Calming. According to Frank Young, a junior from Springville, Utah, that’s what fishing should be. As a frequent fisherman on the Provo River, Young enjoys the opportunity to get out of the house and relax to cast his fly line. What’s interesting is Young doesn’t use your typical rod and reel. He prefers using a traditional Japanese fly fishing rod called a tenkara rod.
According to several sites that sell the rods, tenkara (which means “from heaven” or “from the skies”) is a Japanese fishing style that consists of using an 11–15-foot rod and fixed line (or a line without a reel) in fast-moving water.
“It provides a different challenge,” Young said. “When I catch a fish, I can’t reel it in right away. I have to fight it, hold it, be more strategical with the line.”

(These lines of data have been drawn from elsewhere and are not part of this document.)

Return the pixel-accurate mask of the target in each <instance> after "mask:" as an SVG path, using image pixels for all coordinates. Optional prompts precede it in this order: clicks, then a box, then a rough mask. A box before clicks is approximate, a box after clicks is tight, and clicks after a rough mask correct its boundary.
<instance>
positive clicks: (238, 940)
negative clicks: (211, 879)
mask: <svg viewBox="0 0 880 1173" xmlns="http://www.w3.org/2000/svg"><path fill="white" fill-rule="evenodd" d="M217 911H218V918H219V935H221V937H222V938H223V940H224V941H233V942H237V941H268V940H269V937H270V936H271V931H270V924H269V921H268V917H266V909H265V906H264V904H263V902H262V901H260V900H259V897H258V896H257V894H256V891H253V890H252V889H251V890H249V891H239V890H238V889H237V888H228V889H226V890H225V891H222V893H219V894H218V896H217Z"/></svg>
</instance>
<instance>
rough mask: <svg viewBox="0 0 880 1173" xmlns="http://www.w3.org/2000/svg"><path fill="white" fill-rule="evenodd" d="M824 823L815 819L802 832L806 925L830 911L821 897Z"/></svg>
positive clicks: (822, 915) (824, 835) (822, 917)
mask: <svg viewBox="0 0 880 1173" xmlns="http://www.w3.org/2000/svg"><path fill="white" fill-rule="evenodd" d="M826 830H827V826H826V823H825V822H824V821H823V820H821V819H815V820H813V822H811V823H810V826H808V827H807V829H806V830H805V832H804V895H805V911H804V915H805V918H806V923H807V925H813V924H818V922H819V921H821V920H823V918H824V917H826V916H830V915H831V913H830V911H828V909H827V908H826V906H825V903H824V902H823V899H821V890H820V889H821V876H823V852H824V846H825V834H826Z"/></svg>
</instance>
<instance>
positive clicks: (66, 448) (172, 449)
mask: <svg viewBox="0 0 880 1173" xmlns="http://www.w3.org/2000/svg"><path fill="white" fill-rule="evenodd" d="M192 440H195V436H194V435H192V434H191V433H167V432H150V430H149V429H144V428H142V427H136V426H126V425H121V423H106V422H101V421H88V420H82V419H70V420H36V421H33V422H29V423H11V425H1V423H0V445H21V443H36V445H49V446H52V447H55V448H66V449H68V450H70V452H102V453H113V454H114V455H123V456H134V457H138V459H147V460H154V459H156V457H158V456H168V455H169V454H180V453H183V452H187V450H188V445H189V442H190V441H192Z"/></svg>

Along with being applauded as being more simple than typical fly fishing and offering a different challenge, there are many other benefits to fishing tenkara-style in Utah, according to Tom Davis, founder of Teton Tenkara.
“For most people, it’s really easy to learn,” Davis said. “You can take somebody who has really never cast a fly rod before and you can put that tenkara rod in their hand and because that line is a certain length and the rod is very dynamic, all they have to do is move their hand back and forth a little bit and they can get the hang of it.”
Not only is it easy to learn, but it is also much cheaper compared to the typical load of gear needed when fishing.
“A Western fly rod of good quality may cost you several hundred dollars. With tenkara, a person can go to certain, selected sites and buy a reasonably quality rod. You can actually get a rod for under $100 in some places,” Davis said.
This particular style of fishing hails from the mountainous regions of Japan with fast-moving, chaotic streams and rivers. The people who lived in these regions developed a style of fishing that would allow them to place the fly right in the way of a passing fish.
“For streams that have a lot of tumbling pocket water, tenkara can really excel,” Davis said, meaning that this style of fishing is effective in the sort of water and terrain in Utah.
Some question whether tenkara fishing is a passing trend or not, but Tom Davis says it is here to stay.
“Some people use the word ‘fad,’ but for those of us who have always wanted and always enjoyed fishing all streams or these high gradient streams, tenkara fits so perfectly that it won’t be going away.”